Compute the sample proportion #\hat{p}#:
\[\hat{p} = \cfrac{X}{n} = \cfrac{109}{150} = 0.72667\]
Calculate the value of test statistic #z#:
\[z = \cfrac{\hat{p} - \pi_0}{\sqrt{\pi_0\cdot(1-\pi_0)/n}} = \cfrac{0.72667 - 0.65}{\sqrt{0.65\cdot(1 - 0.65) / 150}} = 1.96862\]
For a two-tailed #Z#-test, the #p#-value is defined as #2\cdot \mathbb{P}(Z \geq |z|)#. To calculate this value in Excel, make use of the following function:
NORM.DIST(x, mean, standard_dev, cumulative)
- x: The value at which you wish to evaluate the distribution function.
- mean: The mean of the distribution.
- standard_dev: The standard deviation of the distribution.
- cumulative: A logical value that determines the form of the function.
- TRUE - uses the cumulative distribution function, #\mathbb{P}(X \leq x)#
- FALSE - uses the probability density function
Thus, to calculate #p = 2\cdot \mathbb{P}(Z \geq |z|)#, run the following command:
\[
=2 \text{ * }(1 \text{ - } \text{NORM.DIST}(\text{ABS}(z),0,1,1))\\
\downarrow\\
=2 \text{ * }(1 \text{ - } \text{NORM.DIST}(\text{ABS}(1.96862),0,1,1))
\]
This gives:
\[p = 0.0490\]
Since #\,p# #\lt# #\alpha#, #H_0: \pi = 0.65# should be rejected.
A sample size of #150# is considered large enough for the Central Limit Theorem to apply.
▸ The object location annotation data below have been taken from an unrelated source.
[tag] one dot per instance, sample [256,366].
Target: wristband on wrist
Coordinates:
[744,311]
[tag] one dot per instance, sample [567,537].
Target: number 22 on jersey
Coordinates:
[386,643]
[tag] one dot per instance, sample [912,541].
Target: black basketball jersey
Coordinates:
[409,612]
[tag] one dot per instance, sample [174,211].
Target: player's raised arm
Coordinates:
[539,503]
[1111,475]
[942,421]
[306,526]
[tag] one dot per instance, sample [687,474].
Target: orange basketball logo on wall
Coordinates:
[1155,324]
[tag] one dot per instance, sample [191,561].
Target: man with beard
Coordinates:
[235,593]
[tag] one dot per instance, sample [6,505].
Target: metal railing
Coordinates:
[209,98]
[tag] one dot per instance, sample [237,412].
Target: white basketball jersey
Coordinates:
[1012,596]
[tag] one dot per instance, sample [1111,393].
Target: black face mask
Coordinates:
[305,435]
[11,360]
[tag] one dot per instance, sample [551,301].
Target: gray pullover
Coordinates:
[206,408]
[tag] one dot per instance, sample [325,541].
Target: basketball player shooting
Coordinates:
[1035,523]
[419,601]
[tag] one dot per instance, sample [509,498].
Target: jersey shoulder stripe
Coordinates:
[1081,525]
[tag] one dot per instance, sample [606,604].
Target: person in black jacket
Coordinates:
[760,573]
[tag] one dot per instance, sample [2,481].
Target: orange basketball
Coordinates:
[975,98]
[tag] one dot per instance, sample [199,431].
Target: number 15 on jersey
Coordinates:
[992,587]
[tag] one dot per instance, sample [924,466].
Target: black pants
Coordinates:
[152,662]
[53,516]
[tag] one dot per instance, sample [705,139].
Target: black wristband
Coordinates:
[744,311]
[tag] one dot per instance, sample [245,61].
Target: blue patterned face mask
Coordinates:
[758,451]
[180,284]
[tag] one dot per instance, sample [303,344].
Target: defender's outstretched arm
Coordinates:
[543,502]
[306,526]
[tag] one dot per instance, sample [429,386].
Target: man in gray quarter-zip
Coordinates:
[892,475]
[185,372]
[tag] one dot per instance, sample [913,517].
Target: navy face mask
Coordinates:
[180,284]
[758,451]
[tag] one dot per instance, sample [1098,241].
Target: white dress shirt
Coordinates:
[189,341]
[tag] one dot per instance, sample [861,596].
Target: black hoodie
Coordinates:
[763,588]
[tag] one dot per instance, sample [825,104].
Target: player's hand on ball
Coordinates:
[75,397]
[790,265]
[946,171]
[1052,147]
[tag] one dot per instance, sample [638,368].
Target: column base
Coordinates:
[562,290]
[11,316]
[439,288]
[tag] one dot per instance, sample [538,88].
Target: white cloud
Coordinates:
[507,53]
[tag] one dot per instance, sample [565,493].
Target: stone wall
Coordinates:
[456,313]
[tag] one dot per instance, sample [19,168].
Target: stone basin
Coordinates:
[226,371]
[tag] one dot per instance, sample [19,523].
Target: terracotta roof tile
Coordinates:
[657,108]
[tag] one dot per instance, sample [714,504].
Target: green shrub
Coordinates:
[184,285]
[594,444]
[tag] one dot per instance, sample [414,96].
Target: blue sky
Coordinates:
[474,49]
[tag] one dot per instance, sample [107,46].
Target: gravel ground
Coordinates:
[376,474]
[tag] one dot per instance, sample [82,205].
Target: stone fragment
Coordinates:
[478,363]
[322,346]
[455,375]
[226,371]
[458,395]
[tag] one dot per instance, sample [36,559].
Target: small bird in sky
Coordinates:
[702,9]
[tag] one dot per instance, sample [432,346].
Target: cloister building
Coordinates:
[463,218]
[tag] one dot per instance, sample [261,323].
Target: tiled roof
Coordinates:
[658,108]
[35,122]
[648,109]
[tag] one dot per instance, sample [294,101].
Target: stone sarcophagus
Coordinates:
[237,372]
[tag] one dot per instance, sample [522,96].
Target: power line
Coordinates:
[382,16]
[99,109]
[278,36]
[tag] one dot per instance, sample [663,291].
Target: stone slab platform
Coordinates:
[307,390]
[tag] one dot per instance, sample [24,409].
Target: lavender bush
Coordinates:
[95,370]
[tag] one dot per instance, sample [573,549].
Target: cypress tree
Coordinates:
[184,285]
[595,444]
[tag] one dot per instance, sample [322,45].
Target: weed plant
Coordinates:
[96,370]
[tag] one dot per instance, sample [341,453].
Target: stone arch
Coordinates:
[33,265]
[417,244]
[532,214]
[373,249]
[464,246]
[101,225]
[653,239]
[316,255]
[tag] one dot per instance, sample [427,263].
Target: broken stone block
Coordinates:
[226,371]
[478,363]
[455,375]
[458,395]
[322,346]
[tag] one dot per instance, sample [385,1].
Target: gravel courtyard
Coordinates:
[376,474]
This means that the test statistic
\[Z=\cfrac{\hat{p} - \pi_0}{\sqrt{\pi_0 \cdot (1-\pi_0) / n}}\]
approximately has the #N(0,1)# distribution under the assumption that #H_0# is true.
Compute the sample proportion #\hat{p}#:
\[\hat{p} = \cfrac{X}{n} = \cfrac{109}{150} = 0.72667\]
Calculate the value of test statistic #z#:
\[z = \cfrac{\hat{p} - \pi_0}{\sqrt{\pi_0\cdot(1-\pi_0)/n}} = \cfrac{0.72667 - 0.65}{\sqrt{0.65\cdot(1 - 0.65) / 150}} = 1.96862\]
For a two-tailed #Z#-test, the #p#-value is defined as #2\cdot \mathbb{P}(Z \geq |z|)#. To calculate this value in R, make use of the following function:
pnorm(q, mean, sd, lower.tail)
- q: The value at which you wish to evaluate the distribution function.
- mean: The mean of the distribution.
- sd: The standard deviation of the distribution.
- lower.tail: If TRUE (default), probabilities are #\mathbb{P}(X \leq x)#, otherwise, #\mathbb{P}(X \gt x)#.
Thus, to calculate #p = 2\cdot \mathbb{P}(Z \geq |z|)#, run the following command:
\[
2 \text{ * } \text{pnorm}(q = \text{abs}(z), mean = 0, sd = 1,lower.tail = \text{FALSE})\\
\downarrow\\
2\text{ * } \text{pnorm}(q = \text{abs}(1.96862), mean = 0, sd = 1,lower.tail = \text{FALSE})
\]
This gives:
\[p = 0.0490\]
Since #\,p# #\lt# #\alpha#, #H_0: \pi = 0.65# should be rejected.